RateLimitError
openai.RateLimitError (HTTP 429)
Stack trace
openai.RateLimitError: Error code: 429 - {'error': {'message': 'Rate limit reached', 'type': 'requests', 'code': 'rate_limit_exceeded'}} Why it happens
The OpenAI Assistants API enforces strict rate limits to prevent abuse and ensure fair usage. When your application sends requests too quickly or exceeds your quota, the API responds with a 429 RateLimitError.
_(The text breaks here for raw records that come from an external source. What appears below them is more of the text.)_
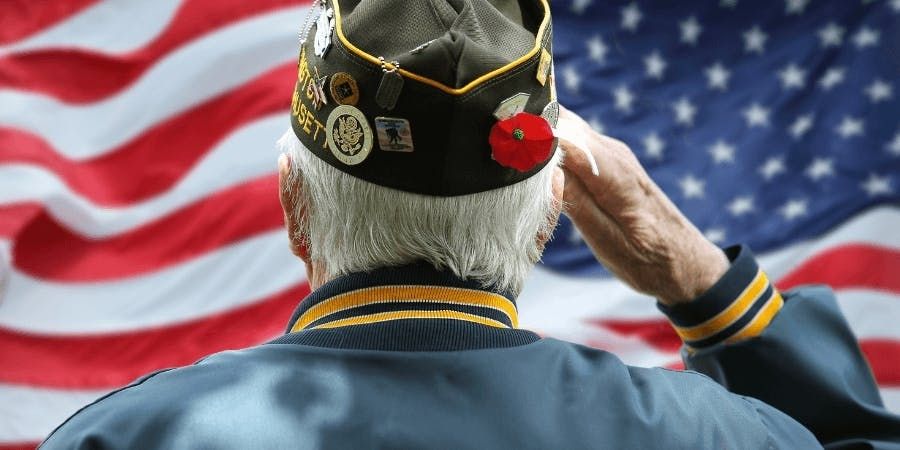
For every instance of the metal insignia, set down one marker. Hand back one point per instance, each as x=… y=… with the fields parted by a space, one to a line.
x=315 y=90
x=349 y=135
x=394 y=134
x=344 y=89
x=551 y=113
x=544 y=66
x=511 y=106
x=324 y=28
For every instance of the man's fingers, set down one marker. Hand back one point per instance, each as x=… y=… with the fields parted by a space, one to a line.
x=599 y=230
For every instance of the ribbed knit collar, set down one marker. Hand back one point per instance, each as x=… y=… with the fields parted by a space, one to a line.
x=413 y=307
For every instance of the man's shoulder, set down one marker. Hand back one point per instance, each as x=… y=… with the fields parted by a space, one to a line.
x=206 y=394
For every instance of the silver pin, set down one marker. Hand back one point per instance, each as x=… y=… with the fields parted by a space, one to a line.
x=324 y=28
x=390 y=86
x=511 y=106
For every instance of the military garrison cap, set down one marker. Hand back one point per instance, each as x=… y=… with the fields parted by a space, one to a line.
x=436 y=97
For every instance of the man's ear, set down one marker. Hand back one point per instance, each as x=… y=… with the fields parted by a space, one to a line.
x=294 y=215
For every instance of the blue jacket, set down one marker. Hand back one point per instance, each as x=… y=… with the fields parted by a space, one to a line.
x=411 y=357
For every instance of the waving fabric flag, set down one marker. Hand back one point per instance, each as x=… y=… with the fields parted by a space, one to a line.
x=139 y=220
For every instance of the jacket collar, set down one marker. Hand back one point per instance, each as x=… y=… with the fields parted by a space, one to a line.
x=411 y=307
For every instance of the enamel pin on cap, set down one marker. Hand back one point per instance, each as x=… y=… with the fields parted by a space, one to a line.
x=344 y=89
x=394 y=134
x=349 y=135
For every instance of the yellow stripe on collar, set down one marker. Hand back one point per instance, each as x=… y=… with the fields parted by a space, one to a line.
x=410 y=294
x=412 y=314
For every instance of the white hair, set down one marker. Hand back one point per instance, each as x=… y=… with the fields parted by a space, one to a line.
x=353 y=225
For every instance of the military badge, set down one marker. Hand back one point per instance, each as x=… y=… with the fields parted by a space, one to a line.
x=394 y=134
x=315 y=90
x=551 y=113
x=511 y=106
x=544 y=66
x=324 y=28
x=349 y=135
x=344 y=89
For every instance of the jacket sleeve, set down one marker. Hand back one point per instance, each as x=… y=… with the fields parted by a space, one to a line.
x=795 y=353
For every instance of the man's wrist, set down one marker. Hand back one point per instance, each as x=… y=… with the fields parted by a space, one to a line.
x=695 y=272
x=739 y=305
This protects the service but requires clients to handle retries or backoff.
Detection
Monitor API responses for HTTP 429 status codes or catch openai.RateLimitError exceptions to detect rate limiting before your app crashes.
Causes & fixes
Sending requests too rapidly without delay or backoff
Implement exponential backoff or fixed delays between requests to respect the API rate limits.
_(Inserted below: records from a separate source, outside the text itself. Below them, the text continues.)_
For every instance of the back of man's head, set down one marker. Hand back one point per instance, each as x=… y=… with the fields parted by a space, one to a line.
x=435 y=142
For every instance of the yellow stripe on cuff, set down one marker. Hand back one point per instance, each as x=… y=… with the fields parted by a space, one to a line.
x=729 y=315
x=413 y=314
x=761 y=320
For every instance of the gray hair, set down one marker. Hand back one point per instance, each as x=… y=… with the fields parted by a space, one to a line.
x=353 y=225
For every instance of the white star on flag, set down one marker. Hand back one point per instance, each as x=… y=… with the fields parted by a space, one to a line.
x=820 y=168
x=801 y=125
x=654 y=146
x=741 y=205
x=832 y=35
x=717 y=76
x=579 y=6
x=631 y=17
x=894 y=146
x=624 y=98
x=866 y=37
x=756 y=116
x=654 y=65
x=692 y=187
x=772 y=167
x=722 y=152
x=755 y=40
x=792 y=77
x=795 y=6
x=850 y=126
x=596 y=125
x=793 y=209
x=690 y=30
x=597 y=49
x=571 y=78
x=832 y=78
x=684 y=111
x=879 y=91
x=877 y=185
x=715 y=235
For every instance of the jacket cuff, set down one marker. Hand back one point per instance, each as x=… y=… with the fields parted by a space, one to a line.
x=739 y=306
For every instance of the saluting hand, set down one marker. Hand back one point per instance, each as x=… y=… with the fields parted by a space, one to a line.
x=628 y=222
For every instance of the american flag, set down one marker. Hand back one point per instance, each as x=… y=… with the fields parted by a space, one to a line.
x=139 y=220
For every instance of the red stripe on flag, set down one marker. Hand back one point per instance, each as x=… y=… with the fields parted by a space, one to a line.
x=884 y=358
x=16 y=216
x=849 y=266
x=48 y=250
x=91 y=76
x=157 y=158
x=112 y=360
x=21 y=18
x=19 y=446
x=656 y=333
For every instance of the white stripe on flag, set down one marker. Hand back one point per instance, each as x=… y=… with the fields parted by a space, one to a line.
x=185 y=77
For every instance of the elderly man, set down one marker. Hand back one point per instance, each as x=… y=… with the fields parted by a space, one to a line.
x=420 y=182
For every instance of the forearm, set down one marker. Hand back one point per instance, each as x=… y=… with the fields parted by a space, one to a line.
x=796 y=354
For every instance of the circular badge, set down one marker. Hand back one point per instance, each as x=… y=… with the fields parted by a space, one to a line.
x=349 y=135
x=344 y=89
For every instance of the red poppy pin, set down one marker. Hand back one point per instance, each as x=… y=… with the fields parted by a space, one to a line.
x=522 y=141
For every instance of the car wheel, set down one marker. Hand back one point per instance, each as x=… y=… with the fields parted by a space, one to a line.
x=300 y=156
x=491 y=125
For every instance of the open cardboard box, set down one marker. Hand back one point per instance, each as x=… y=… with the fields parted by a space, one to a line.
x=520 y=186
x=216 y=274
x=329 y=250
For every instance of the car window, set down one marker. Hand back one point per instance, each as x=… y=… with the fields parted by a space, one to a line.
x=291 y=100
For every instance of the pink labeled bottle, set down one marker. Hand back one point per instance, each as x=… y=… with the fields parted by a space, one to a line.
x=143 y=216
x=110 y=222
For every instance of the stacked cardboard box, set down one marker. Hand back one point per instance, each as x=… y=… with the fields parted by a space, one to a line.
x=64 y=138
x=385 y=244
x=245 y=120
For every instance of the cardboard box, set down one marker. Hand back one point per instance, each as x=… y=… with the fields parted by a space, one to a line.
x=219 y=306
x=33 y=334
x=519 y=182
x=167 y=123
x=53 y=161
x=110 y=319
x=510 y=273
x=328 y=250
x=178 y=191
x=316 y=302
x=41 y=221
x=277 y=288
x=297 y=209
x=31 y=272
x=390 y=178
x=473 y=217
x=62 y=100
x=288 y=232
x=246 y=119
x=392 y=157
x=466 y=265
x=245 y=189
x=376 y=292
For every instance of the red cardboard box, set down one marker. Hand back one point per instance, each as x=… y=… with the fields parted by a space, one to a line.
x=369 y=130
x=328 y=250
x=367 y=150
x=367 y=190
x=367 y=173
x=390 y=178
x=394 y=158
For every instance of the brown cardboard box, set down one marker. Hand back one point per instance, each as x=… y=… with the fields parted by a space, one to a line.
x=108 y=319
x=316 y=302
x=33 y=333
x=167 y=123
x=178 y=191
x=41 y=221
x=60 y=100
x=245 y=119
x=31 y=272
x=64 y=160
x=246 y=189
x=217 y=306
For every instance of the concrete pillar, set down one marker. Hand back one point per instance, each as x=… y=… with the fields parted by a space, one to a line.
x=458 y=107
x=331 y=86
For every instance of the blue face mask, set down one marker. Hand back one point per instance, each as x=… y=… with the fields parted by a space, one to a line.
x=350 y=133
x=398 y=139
Exceeding your OpenAI account's monthly or per-minute quota
Check your OpenAI usage dashboard and upgrade your plan or request quota increases if needed.
Multiple parallel processes or threads making concurrent API calls
Serialize or limit concurrency of API calls to stay within rate limits.
Code: broken vs fixed
from openai import OpenAI
client = OpenAI()
# This line triggers RateLimitError if too many requests are sent
response = client.chat.completions.create(model="gpt-4o-mini", messages=[{"role": "user", "content": "Hello"}]) import os
import time
from openai import OpenAI, RateLimitError
client = OpenAI(api_key=os.environ["OPENAI_API_KEY"])
try:
response = client.chat.completions.create(model="gpt-4o-mini", messages=[{"role": "user", "content": "Hello"}])
print(response.choices[0].message.content)
except RateLimitError:
print("Rate limit hit, retrying after delay...")
time.sleep(10) # Wait 10 seconds before retrying
response = client.chat.completions.create(model="gpt-4o-mini", messages=[{"role": "user", "content": "Hello"}])
print(response.choices[0].message.content)
# Note: API key is read from environment variable OPENAI_API_KEY Workaround
Wrap API calls in try/except RateLimitError and implement a manual retry with a fixed sleep delay to avoid immediate failures.
Prevention
Use client-side rate limiting with exponential backoff and monitor usage quotas to avoid hitting OpenAI Assistants API rate limits.